ChiFS ("Chives") is a system for distributed file sharing, search and discovery on top of the Tor anonymity network.
- Easy sharing of complete directories
- Decentralized file browsing and search interface
- Curated: People share what they want and with their own file hierarchy, hubs can filter out stuff they don't want.
- Resilient: Being able to download a file from multiple sources
At this point, ChiFS is not much more than an assorted collection of notes, ideas and early alpha and beta-level implementations. It is not very useful in its current form.
I'm going to re-use a lot of existing technologies here to make this project easy to implement and easy to use. This architecture is probably going to sound stupidly simple: That's the intention.
The ChiFS network would consist of the following entities:
- Share: This is an onion service offering files and metadata over HTTP.
- Hub: An onion service indexing multiple Shares and providing a friendly browse/search web UI and API.
A Share would create and manage an index of its own files and expose this metadata as a file through its HTTP service. A Share then registers itself with one or more Hubs. The Hubs fetch this metadata and update their internal indices. Users looking for files would use a Hub for discovery, and then download the files directly from the Share(s) that have it.
Since Hubs are managed by people, they can curate what is being indexed and what isn't - thus filtering out malicious and illegal content according to policies set by the operator.

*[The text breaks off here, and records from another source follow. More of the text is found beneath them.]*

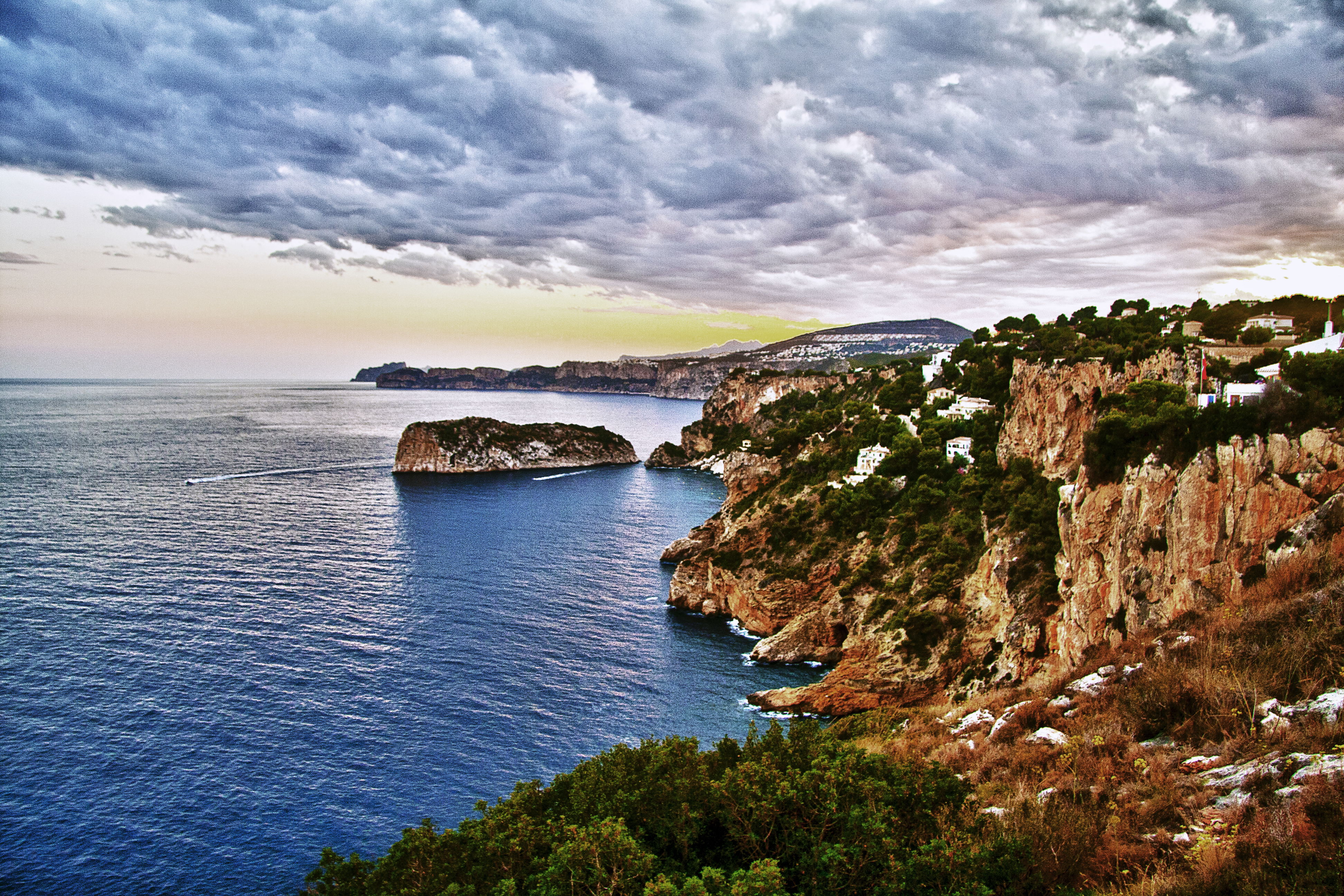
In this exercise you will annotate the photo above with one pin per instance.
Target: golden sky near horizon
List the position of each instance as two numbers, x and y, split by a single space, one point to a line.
99 300
92 299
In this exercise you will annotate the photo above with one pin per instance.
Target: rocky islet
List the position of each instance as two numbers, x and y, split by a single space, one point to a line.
486 445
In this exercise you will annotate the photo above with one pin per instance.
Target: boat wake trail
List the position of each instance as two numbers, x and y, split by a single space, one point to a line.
357 465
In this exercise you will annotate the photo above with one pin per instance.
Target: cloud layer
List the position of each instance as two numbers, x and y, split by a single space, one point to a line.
812 158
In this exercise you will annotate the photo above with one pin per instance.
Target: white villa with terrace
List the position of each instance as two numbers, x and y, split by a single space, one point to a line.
960 445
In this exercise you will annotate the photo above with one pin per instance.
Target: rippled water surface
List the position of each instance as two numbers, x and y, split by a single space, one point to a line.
206 684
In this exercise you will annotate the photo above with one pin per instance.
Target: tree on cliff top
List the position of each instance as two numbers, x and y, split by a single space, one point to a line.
784 813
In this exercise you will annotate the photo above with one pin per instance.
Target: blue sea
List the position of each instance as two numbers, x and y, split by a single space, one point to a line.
206 684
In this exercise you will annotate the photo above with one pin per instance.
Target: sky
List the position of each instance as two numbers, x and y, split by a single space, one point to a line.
301 188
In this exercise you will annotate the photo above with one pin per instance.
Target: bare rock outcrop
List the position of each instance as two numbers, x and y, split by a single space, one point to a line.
667 456
1056 406
482 445
1164 541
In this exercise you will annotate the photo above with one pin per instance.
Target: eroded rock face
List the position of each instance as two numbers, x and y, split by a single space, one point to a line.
1163 542
737 402
667 456
1135 553
1056 406
482 445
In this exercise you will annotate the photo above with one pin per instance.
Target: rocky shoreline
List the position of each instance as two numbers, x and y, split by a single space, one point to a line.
1133 553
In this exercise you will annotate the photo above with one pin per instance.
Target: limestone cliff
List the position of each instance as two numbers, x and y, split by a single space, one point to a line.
480 445
1056 406
1132 554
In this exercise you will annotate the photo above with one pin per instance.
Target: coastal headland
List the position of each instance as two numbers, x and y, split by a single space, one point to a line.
1023 511
484 445
694 375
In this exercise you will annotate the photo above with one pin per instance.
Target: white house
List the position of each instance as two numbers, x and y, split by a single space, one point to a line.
1277 323
935 366
960 445
1327 344
1244 393
870 459
965 406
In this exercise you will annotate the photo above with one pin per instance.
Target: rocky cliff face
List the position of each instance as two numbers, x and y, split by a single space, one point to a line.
482 445
1133 554
1166 541
1054 408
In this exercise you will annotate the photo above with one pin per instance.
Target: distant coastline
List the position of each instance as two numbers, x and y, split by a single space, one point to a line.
697 374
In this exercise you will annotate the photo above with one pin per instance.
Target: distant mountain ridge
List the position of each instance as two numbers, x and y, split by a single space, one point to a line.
372 374
728 348
694 375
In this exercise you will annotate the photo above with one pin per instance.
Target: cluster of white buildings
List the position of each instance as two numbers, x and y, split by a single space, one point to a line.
1250 393
964 408
870 460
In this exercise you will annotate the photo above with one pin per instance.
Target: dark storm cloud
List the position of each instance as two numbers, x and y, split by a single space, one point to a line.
805 156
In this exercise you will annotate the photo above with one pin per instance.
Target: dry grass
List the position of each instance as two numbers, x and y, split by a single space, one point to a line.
1109 824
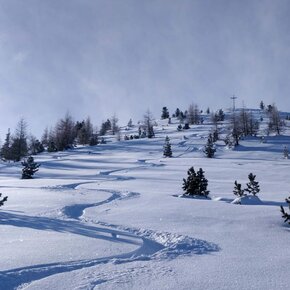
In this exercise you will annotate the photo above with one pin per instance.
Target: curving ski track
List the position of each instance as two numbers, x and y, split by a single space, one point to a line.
153 245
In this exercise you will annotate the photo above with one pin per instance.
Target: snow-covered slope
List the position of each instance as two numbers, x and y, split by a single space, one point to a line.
109 217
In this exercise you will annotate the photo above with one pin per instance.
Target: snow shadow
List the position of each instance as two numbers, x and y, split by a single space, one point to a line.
62 226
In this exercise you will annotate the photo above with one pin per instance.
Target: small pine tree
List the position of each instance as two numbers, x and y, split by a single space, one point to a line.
167 152
3 199
196 183
286 215
30 167
253 186
209 149
238 189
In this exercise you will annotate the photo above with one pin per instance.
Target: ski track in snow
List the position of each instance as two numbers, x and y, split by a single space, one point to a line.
153 245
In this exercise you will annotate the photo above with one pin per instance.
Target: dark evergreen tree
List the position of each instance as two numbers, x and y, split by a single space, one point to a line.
65 133
262 106
196 183
177 113
35 146
276 124
253 186
165 113
167 151
179 127
286 215
238 189
30 167
209 149
3 199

Share metadata should include a Merkle-tree based hash for each shared file, to offer secure failover if a file is in multiple Shares.
To make all this work, the following sub-projects will be needed:
Document the architecture and protocols used to make all the other ChiFS components work together. This includes:
- Description of the metadata format
- API specification and requirements for Share implementations
- API specification for Hub implementations
The Protocol section on this website serves the role of holding all protocol specifications and other documentation that may help in writing implementations. These specifications are tracked and can be discussed at the /chifs/chifs git repository.
A simple tool to create and manage a Share. This tool can index a directory, create/update the necessary metadata and register with Hubs. A Share can run in two modes:
- Server: A special ChiFS web server that shares a given directory. The web server would automatically manage and update the metadata.
- CLI: A tool that can create the necessary metadata from the command line or as a cron job. A regular web server (thttpd/Apache/nginx) can be used to publish the files.
An early implementation of a Share management tool can be found at chifs/chifs-share. It's written in Rust and supports both CLI and Server mode.
This may get complex, but by no means insurmountable. Some challenges include:
- Dealing with information on hundreds of millions of files while still providing a fast querying interface
- Active monitoring of known Shares for reliability and file updates
- Having proper moderation tools to implement anti-spam, anti-abuse and custom filtering rules
Experiments to get to a usable Hub implementation are being done at chifs/chifs-hub.
Since a Hub exposes a web interface to discover files and since all the downloads happen over HTTP, a web browser is sufficient to download from the ChiFS network. But a standard web browser is not a very good download manager:
- No automatic resumption(?) when downloading from a slow and unreliable Share.
- No way to download a single file from multiple Shares (neither in parallel nor as fallback).
- No integrity checks.
Special ChiFS client implementations will be needed in order to have reliable downloading from multiple Shares. These could come in various forms:
- A browser plugin(?)
- A CLI tool to download a specific file or directory
- A GUI download manager
A client could also provide an alternative interface to the search and discovery functionality of Hubs, so there could be an integrated ChiFS GUI download tool that does not require the use of a web browser.
Comparison with other projects
DC++: This is my main source for inspiration. The DC network has "hubs", which are essentially curated lists of users who share files. Hubs facilitate presence notifications and file search. Users themselves offer their shared files to other users in the network. An essential part of the DC network is that all shared files are hashed, which allows for fast discovery of multiple users sharing the same file, thus allowing for faster and more resilient file downloads. The use of Merkle-tree hashing gives clients the opportunity to verify smaller chunks of downloaded files, to detect and handle corrupted sources early on. DC also offers chat functionality, but that is out of the scope of ChiFS. DC does not protect the privacy of its users.
"Hidden Wikis" are one approach in Tor to aid discoverability. These are okay for finding web services, but do not really provide a good platform for browsing, finding and publishing files.
There are also file upload services and dropbox-like projects for Tor. These are, at the moment, centralized and isolated islands of files. ChiFS could serve as an index on top of such services.
Tor Search Engines: Ahmia, Torch, Not Evil. These are close to what I wish to accomplish, but they're not distributed, do not support easy browsing of files, and lack file hashes to make it easy to find alternative sources for the same content. Adding a new site to the search index is a manual process, I hope to automate this with tooling. These search engines do offer full-text search and index dynamic web pages, both of which are out of the scope of ChiFS.